Estelle laughed. “I need you right where you are. I don’t want anybody disturbing that scene. Not the canyon road or the arroyo. And there’s some evidence down this way that needs to be protected until morning.” Her curiosity about the cave was a powerful attraction, and the dark depths of that formation were independent of the day and night above ground. A generator and lights would be necessary in the cave, but whatever was there to be discovered had been lying there in the dust and bat guano for years-it could all wait until morning, when logistics became exponentially easier.
“Tony’s lookin’ for something to do. He was at the office earlier,” Pasquale said.
“I’ll tell him you suggested it.” As Estelle redialed the phone, she watched Casey Prescott. The young woman paced head down in front of the Expedition, hands in the back pockets of her jeans, idly kicking a pebble out of the ruts. Circuits clicked and then Dispatcher Ernie Wheeler responded. Estelle requested a deputy at the cave location, and suggested Tony Abeyta.
“He’s workin’ graveyard tonight, remember,” Wheeler said. Estelle could hear a voice in the background. “Jackie has the night off, but she says she can work if there’s a problem.”
“Ay, ” the undersheriff said, trying to visualize the personnel assignment board that hung on the wall behind the dispatch island. “Well, Tony gets to work graveyard out here in the middle of peace and quiet,” she said. “Check with him and find out for me. I need to know his ETA this location.”
In less than a minute, the dispatcher came back on line. “He’s on the way. He said he wants to stop by the house and change clothes. Just a few minutes.”
“Ten four. Thanks, Ernie. I’ll be coming in as soon as he arrives.”
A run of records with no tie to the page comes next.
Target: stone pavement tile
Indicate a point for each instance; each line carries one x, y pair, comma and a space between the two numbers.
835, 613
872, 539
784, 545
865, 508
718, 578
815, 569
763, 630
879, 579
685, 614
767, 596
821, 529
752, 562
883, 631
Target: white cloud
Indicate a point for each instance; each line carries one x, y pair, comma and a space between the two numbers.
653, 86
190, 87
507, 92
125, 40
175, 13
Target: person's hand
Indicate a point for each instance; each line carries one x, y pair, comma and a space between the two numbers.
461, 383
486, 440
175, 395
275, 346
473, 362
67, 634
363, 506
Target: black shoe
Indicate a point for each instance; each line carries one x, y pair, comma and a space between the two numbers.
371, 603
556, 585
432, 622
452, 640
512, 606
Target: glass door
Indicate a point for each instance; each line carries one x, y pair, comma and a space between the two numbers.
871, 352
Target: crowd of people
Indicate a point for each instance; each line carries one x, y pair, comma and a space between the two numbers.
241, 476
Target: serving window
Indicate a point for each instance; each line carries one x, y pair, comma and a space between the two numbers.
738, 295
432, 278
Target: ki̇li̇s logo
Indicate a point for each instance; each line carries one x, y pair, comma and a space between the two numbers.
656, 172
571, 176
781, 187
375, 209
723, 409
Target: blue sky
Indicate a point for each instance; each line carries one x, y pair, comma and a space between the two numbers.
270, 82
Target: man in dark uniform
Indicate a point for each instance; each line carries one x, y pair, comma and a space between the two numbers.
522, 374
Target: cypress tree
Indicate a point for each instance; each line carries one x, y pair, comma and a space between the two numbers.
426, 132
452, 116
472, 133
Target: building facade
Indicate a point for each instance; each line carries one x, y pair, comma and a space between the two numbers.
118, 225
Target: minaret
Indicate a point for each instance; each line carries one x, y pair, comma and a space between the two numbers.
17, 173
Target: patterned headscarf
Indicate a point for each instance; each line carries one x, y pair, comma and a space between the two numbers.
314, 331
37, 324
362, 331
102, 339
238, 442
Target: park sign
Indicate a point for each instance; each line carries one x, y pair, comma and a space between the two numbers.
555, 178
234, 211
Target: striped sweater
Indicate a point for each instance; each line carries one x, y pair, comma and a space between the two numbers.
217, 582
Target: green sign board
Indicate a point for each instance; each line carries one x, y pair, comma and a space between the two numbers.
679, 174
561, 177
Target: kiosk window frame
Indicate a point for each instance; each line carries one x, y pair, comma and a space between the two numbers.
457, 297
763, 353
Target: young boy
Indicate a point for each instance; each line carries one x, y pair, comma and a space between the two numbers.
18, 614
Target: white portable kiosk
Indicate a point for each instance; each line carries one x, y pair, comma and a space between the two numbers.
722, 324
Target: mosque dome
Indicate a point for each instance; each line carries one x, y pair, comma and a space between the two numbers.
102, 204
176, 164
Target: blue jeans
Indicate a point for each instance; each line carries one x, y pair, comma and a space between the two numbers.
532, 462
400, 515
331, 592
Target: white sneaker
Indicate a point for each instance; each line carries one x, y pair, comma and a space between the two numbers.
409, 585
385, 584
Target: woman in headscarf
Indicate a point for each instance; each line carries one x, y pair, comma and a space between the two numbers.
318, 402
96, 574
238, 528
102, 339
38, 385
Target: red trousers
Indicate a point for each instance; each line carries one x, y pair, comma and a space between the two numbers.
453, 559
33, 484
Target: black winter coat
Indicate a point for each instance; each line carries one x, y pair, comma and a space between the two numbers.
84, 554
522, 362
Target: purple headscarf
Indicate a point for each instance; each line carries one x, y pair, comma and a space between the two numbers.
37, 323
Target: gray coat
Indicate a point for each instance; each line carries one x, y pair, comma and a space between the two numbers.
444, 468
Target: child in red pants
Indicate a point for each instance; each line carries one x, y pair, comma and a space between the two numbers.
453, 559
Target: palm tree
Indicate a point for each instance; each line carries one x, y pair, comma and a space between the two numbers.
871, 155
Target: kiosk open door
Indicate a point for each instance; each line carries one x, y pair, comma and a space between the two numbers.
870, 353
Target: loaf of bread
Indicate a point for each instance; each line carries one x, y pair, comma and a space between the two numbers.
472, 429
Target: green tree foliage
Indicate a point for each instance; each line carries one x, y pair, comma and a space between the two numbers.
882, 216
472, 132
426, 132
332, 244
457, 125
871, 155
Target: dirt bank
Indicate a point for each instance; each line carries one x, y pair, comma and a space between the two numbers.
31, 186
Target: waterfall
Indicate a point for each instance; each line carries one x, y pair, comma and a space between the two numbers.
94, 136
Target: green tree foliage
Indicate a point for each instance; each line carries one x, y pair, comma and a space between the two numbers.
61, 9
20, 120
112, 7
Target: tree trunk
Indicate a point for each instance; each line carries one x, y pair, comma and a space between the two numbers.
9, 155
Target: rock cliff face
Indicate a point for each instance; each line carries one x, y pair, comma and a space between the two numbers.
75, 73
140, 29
She folded the phone thoughtfully as she approached Casey Prescott. So much time, Estelle thought. From the moments on Monday when Freddy had showed the skull to the teacher until his death sometime on Thursday, the young man had had ample time to return to the cave. Perhaps more than one trip. There was no reason to take the four-wheeler each time, except that the machine was obviously fast and fun to ride-and much cheaper to operate than the old, jouncing pickup truck.
Estelle looked down the empty, silent two-track. At what point had Freddy Romero decided that there was enough interest in the cave to try to protect it with the cover story about Borracho Springs? Had he actually seen the handgun on his first visit, he would have recovered it. There was no way he’d leave it behind. Unless he was concerned that Casey would object, complicating his life with suggestions about what to do with the find.
“And no one else came by while you two were here, other than Herb Torrance’s brief stop earlier?”
“No, ma’am.”
Estelle shook her head slowly. “When you had the skull all wrapped and stashed on the ATV, did Freddy say that he was planning to come back? That he was planning to make another trip?”
“No. Earlier, he had mentioned getting some of his dad’s shop lights. Or even just a decent flashlight. But no, he didn’t mention it again.” She gazed back up the slope. So rocky and boulder-strewn was the mesa flank that their passing had left no tracks, nothing to indicate the cave’s location. And because of the lip of rock that overhung the work of the packrats, only the exhaling of cool air from the bowels of the earth would hint at the cave’s location.
Such odd circumstances had tangled in this lonely place, Estelle thought-and long before Freddy Romero first felt that gush of subterranean air.